Assignment 2: VBAP and HRTF#
Sebastian J. Schlecht (1), Nils Meyer-Kahlen (2)
Notebook: Cristóbal Andrade (1)
(1) Friedrich-Alexander-Universität Erlangen-Nürnberg (2) Aalto University
Contact: sebastian.schlecht@fau.de, cristobal.andrade@fau.de
The rendered scene in this assignment is rotating music band. You will learn how to implement VBAP and apply a set of HRTFs to binauralize the directional sound experience.
Duration: 12 Hours
matplotlib numpy pooch pyfar scipy sofar soundfile ipywidgets ipymp[ ]:
import soundfile as sfile
import numpy as np
import pooch
import matplotlib.pyplot as plt
import os
from scipy.spatial import ConvexHull
from IPython.display import Audio, display
%load_ext autoreload
%autoreload 2
from Config import Config
from Binaural_DSP import BinauralDSP, sph2cart
from VBAP_DSP import VBAP_DSP, sph2cart_vec
from Scene import rotating_band_scene
from cart2sph_vec import cart2sph_vec
%matplotlib inline
config = Config()
[ ]:
# Leave this as it is: This is the URL from which the data will be downloaded
url_py = 'https://github.com/pyfar/open-educational-resources/raw/main/courses/Virtual_Acoustics_Lab_FAU/Assignment2'
url_large_files = 'https://github.com/pyfar/files/raw/main/education/VAL_FAU'
url_hrtfs = 'https://github.com/pyfar/files/raw/main/education/VAR_TUB'
# Get current working directory (where the notebook was started)
notebook_dir = os.getcwd()
# Create a Pooch object using that directory
my_pooch_py = pooch.create(
path=notebook_dir,
base_url=url_py,
registry={
"Scene.py" : None,
"Binaural_DSP.py" : None,
"DSP.py" : None,
"cart2sph_vec.py" : None,
"VBAP_DSP.py" : None,
"hrirsDiffuseFieldEQ.py" : None,
"BlockConvolver_DSP.py" : None,
"Config.py" : None,
}
)
my_pooch_large_files = pooch.create(
path=notebook_dir,
base_url=url_large_files,
registry={
"rotatingBand.wav" : None,
"band_combined_snip.wav" : None,
}
)
my_pooch_hrtfs = pooch.create(
path=notebook_dir,
base_url=url_hrtfs,
registry={
"FABIAN_HRIR_measured_HATO_0.sofa" : None
}
)
# Download all files
for fname in my_pooch_py.registry:
fpath = my_pooch_py.fetch(fname)
print(f"Downloaded: {fpath}")
for fname in my_pooch_large_files.registry:
fpath = my_pooch_large_files.fetch(fname)
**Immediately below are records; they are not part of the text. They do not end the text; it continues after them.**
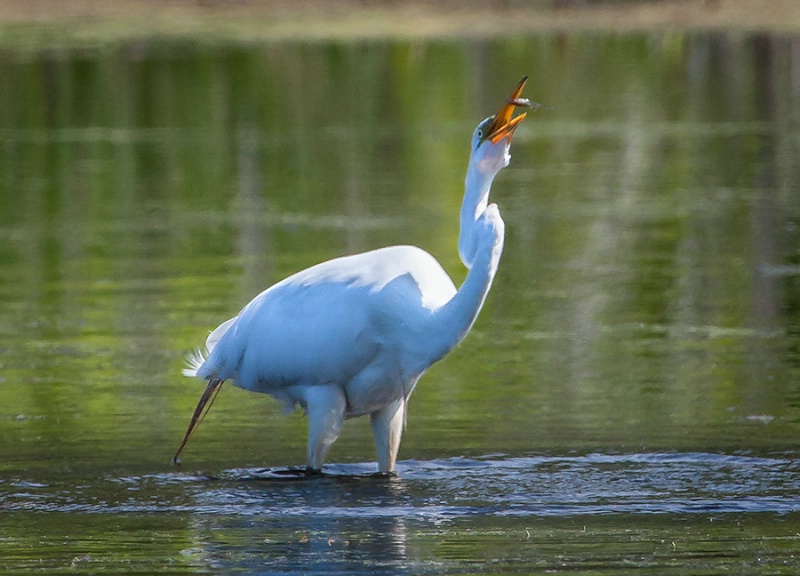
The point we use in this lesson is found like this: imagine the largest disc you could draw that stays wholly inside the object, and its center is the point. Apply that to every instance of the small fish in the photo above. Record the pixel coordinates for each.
(524, 103)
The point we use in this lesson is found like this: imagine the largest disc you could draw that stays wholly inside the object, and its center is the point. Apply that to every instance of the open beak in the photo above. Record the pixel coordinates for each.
(503, 125)
(209, 394)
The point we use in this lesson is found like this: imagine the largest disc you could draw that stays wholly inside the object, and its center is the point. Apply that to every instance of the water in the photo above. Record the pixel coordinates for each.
(628, 401)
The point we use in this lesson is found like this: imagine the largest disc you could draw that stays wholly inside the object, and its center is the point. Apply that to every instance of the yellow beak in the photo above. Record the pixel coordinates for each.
(503, 125)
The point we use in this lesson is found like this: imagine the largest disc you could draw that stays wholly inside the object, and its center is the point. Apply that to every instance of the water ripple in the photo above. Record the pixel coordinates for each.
(439, 490)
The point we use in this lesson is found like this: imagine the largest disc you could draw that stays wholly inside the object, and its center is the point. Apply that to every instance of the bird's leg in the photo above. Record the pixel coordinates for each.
(387, 427)
(325, 408)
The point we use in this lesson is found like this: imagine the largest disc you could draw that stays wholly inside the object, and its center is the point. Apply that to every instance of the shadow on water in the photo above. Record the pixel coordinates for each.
(447, 489)
(619, 512)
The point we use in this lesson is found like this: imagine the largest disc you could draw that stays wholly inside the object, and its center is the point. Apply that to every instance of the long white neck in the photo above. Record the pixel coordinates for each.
(476, 196)
(480, 246)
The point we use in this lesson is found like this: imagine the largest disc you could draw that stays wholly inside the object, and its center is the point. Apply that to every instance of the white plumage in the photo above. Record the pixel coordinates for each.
(352, 336)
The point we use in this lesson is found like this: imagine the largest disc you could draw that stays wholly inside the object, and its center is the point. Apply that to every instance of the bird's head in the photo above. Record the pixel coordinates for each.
(491, 140)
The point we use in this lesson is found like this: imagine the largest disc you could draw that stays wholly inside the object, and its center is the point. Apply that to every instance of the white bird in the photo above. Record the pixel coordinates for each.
(353, 335)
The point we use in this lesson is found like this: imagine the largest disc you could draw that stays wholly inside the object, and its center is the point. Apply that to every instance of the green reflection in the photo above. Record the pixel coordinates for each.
(646, 299)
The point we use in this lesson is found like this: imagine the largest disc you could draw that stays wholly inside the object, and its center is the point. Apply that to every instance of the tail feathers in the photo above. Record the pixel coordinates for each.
(194, 360)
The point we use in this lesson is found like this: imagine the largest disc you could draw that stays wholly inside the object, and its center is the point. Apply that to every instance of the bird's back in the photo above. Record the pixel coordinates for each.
(328, 322)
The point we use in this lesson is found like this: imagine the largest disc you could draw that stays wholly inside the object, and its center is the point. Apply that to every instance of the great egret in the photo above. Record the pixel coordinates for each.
(353, 335)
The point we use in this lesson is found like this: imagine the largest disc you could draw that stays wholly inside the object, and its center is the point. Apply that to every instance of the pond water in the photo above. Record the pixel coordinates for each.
(628, 401)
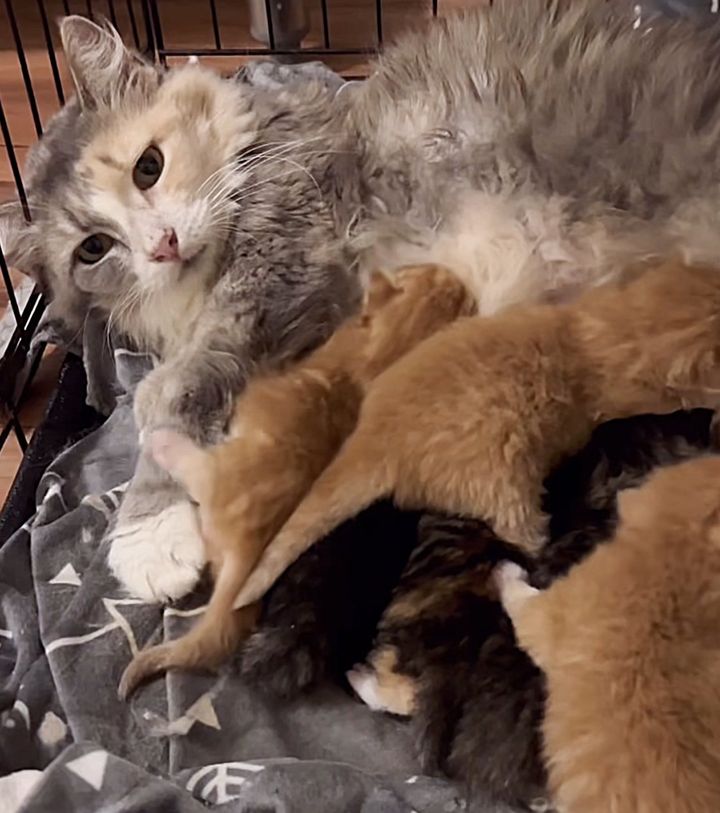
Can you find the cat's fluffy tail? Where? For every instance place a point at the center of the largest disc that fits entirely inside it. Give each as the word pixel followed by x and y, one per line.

print(f"Downloaded: {fpath}")
for fname in my_pooch_hrtfs.registry:
fpath = my_pooch_hrtfs.fetch(fname)
print(f"Downloaded: {fpath}")
Motivation#
Upon completing this assignment, you will be able to binauralize a multichannel recording, resulting in the following output:
[ ]:
renderedSignal, fs = sfile.read('rotatingBand.wav')
display(Audio(renderedSignal.T, rate=fs))
BINAURALIZE with HRTFs#
For that, we first need a set of HRTFs. We provide you with a function that loads a SOFA (Spatially Oriented Format for Acoustics) file from the internet. You can see this set was measured on a very dense grid.
[ ]:
# Initialize binauralizer with empty source
binauralizer = BinauralDSP(config, None)
# Create 3D scatter plot
fig = plt.figure()
ax = fig.add_subplot(111, projection='3d')
ax.scatter(binauralizer.hrir_positions[:, 0],
binauralizer.hrir_positions[:, 1],
binauralizer.hrir_positions[:, 2])
ax.view_init(elev=20, azim=30)
ax.set_title("HRIR Measurement Grid")
ax.set_xlabel("x")
ax.set_ylabel("y")
ax.set_zlabel("z")
ax.set_box_aspect([1, 1, 1])
plt.grid(True)
plt.show()
1 TASK: Plot HRIR#
As an example, lets plot the HRIRs of a source at [90 0] deg (left). For that we first have to choose the appropriate set of HRIRs. For such a dense grid as measured here, a simple technique is to choose the closest measurement point.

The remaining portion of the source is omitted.